Para el vino, Plácido se entendía con los vinateros de la Cava Baja, que van a hacer sus compras a Arganda, Tarancón o a la Sagra, y se ponía de acuerdo con un medidor para que le tomase una partida de tantos o cuantos cascos, y la remitiese por conducto de un carromatero ya conocido. Ello había de ser género de confianza, talmente moro. El chocolate era una de las cosas en que más actividad y celo desplegaba Plácido, porque en cuanto Barbarita le daba órdenes ya no vivía el hombre. Compraba el cacao superior, el azúcar y la canela en casa de Gallo, y lo llevaba todo a hombros de un mozo, sin perderlo de vista, a la casa del que hacía las tareas.

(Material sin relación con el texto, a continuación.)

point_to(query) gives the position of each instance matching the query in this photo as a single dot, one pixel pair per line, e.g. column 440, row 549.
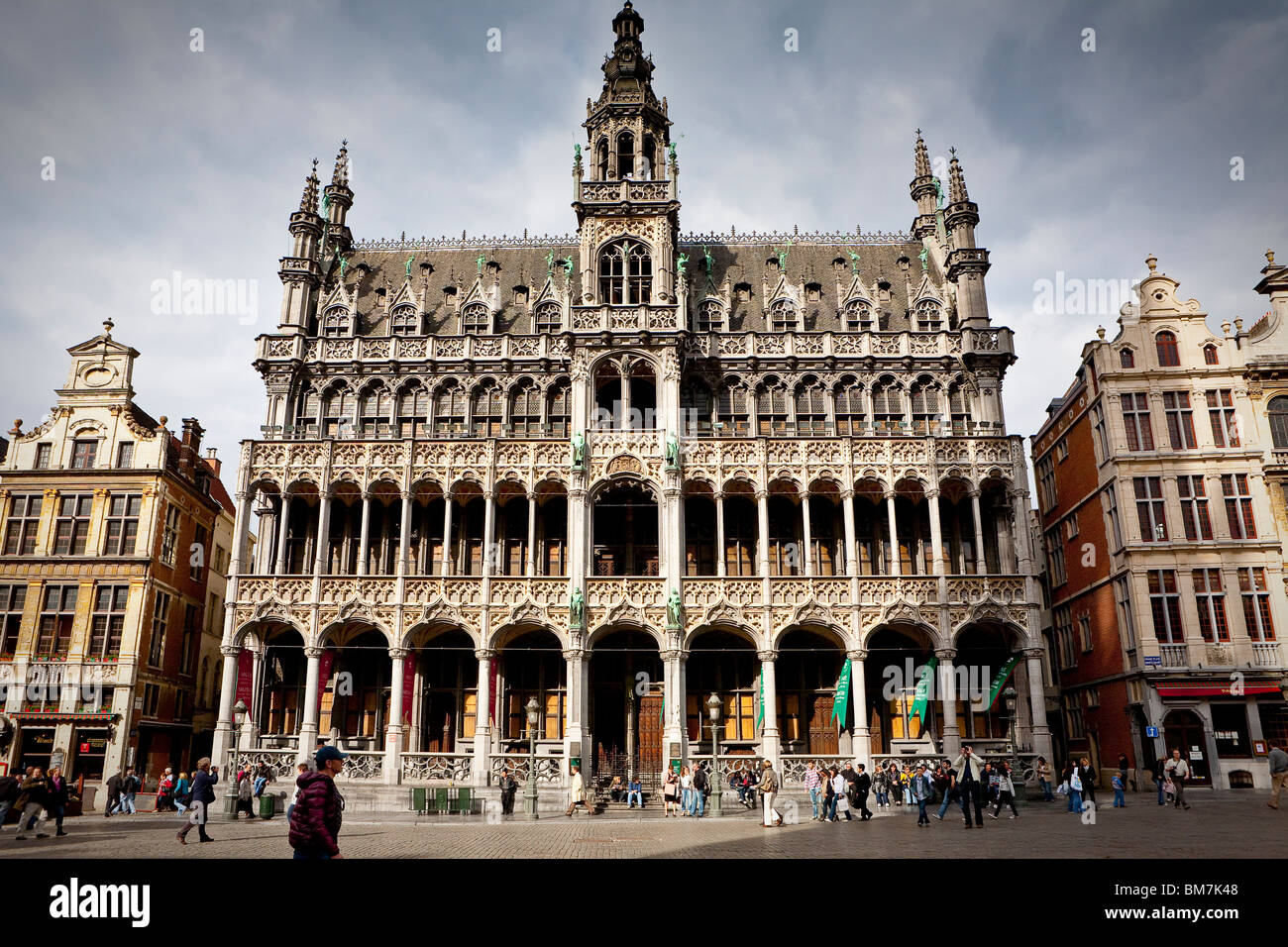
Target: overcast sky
column 168, row 159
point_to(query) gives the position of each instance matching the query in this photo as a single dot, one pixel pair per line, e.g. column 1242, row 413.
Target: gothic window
column 404, row 321
column 338, row 412
column 626, row 155
column 487, row 410
column 858, row 316
column 1278, row 412
column 526, row 408
column 1168, row 356
column 559, row 408
column 375, row 410
column 709, row 316
column 549, row 317
column 335, row 322
column 412, row 408
column 476, row 320
column 625, row 273
column 850, row 410
column 450, row 408
column 782, row 316
column 732, row 408
column 928, row 316
column 888, row 405
column 925, row 405
column 307, row 408
column 811, row 407
column 696, row 408
column 772, row 411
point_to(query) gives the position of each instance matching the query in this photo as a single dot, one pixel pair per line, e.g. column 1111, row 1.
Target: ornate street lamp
column 231, row 759
column 716, row 780
column 529, row 791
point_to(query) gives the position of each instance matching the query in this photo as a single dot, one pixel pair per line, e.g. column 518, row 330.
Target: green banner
column 1003, row 674
column 841, row 702
column 922, row 694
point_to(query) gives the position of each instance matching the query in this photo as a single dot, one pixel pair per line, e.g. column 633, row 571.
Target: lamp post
column 231, row 759
column 716, row 780
column 529, row 791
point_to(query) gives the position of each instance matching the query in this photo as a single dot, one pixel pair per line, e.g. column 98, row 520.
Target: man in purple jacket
column 316, row 819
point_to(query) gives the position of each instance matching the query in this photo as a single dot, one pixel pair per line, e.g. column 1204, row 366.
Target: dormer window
column 549, row 317
column 709, row 316
column 858, row 316
column 928, row 316
column 782, row 316
column 404, row 321
column 475, row 320
column 625, row 273
column 335, row 322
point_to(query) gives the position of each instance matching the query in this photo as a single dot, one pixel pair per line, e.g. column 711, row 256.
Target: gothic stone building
column 626, row 470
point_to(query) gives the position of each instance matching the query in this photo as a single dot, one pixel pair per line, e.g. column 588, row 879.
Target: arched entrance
column 1183, row 729
column 626, row 706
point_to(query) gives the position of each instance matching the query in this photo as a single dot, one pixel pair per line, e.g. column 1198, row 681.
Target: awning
column 1212, row 689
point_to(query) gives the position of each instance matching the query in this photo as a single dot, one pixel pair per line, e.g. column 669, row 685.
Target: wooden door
column 823, row 733
column 648, row 736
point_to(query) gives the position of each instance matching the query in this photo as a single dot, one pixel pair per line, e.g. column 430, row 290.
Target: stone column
column 323, row 544
column 362, row 538
column 896, row 567
column 763, row 530
column 309, row 725
column 224, row 738
column 806, row 534
column 393, row 732
column 404, row 536
column 531, row 565
column 1037, row 703
column 283, row 522
column 720, row 553
column 980, row 564
column 948, row 702
column 481, row 766
column 447, row 534
column 936, row 538
column 769, row 735
column 851, row 547
column 861, row 737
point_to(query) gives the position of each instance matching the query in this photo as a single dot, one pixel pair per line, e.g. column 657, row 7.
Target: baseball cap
column 329, row 753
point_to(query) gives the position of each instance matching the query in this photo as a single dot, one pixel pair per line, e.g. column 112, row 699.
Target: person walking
column 840, row 802
column 576, row 792
column 1117, row 783
column 671, row 792
column 1005, row 791
column 204, row 781
column 969, row 767
column 320, row 808
column 814, row 787
column 300, row 770
column 130, row 787
column 1177, row 771
column 31, row 804
column 922, row 789
column 862, row 787
column 509, row 787
column 1043, row 774
column 1278, row 762
column 56, row 795
column 768, row 791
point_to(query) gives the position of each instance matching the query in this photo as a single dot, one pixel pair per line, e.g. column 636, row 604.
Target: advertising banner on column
column 245, row 678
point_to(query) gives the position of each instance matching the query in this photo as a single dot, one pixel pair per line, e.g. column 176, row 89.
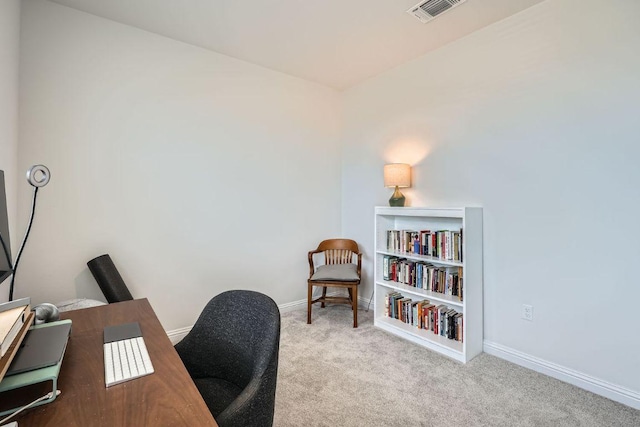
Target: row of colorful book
column 439, row 319
column 423, row 275
column 441, row 244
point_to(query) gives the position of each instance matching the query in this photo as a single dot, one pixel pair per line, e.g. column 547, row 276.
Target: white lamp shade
column 397, row 174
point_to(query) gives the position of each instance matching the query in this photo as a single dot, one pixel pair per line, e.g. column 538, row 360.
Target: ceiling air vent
column 425, row 11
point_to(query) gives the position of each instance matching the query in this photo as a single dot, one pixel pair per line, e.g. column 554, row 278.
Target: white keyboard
column 126, row 360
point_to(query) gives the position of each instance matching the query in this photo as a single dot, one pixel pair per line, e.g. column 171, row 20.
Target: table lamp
column 397, row 175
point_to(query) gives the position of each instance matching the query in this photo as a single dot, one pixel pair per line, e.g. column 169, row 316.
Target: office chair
column 338, row 271
column 232, row 355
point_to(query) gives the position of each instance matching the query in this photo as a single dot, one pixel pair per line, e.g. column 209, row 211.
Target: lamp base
column 397, row 198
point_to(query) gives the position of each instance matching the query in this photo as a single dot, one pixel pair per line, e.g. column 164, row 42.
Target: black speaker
column 109, row 280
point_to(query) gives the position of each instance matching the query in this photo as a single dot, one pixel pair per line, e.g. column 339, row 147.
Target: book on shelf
column 441, row 244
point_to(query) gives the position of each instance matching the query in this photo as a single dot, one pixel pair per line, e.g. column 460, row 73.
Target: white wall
column 9, row 47
column 196, row 172
column 535, row 119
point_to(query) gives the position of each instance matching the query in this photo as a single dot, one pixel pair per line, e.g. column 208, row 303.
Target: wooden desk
column 167, row 397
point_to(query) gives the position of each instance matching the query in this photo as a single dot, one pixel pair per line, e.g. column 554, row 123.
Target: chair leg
column 309, row 295
column 354, row 306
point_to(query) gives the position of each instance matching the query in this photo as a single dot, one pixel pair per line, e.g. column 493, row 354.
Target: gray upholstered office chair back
column 232, row 355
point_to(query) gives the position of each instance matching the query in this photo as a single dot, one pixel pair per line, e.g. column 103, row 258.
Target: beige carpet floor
column 333, row 375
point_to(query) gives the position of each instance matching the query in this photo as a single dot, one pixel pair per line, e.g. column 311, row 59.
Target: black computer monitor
column 5, row 242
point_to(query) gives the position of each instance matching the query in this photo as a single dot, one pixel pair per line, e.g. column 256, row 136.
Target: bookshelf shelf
column 463, row 266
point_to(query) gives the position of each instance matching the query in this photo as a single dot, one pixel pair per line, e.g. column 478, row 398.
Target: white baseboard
column 176, row 335
column 603, row 388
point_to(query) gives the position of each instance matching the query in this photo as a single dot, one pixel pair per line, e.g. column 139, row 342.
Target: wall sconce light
column 397, row 175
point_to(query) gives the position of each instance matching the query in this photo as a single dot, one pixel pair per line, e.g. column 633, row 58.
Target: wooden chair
column 338, row 271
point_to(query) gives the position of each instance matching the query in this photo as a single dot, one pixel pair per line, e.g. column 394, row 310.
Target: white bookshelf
column 435, row 219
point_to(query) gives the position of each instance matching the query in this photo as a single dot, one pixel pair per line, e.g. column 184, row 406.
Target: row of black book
column 439, row 319
column 442, row 244
column 423, row 275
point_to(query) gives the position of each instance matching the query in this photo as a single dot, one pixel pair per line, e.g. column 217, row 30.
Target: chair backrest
column 338, row 251
column 237, row 338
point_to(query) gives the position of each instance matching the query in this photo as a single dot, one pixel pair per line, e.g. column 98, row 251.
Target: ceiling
column 337, row 43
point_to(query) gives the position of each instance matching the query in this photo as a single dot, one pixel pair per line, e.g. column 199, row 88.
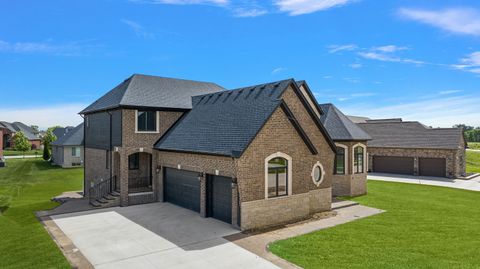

Los de Santa Cruz no transigían con los chocolates industriales, y el que tomaban había de ser hecho a brazo. Mientras el chocolatero trabajaba, Estupiñá se convertía en mosca, quiero decir que estaba todo el día dando vueltas alrededor de la tarea para ver si se hacía a toda conciencia, porque en estas cosas hay que andar con mucho ojo.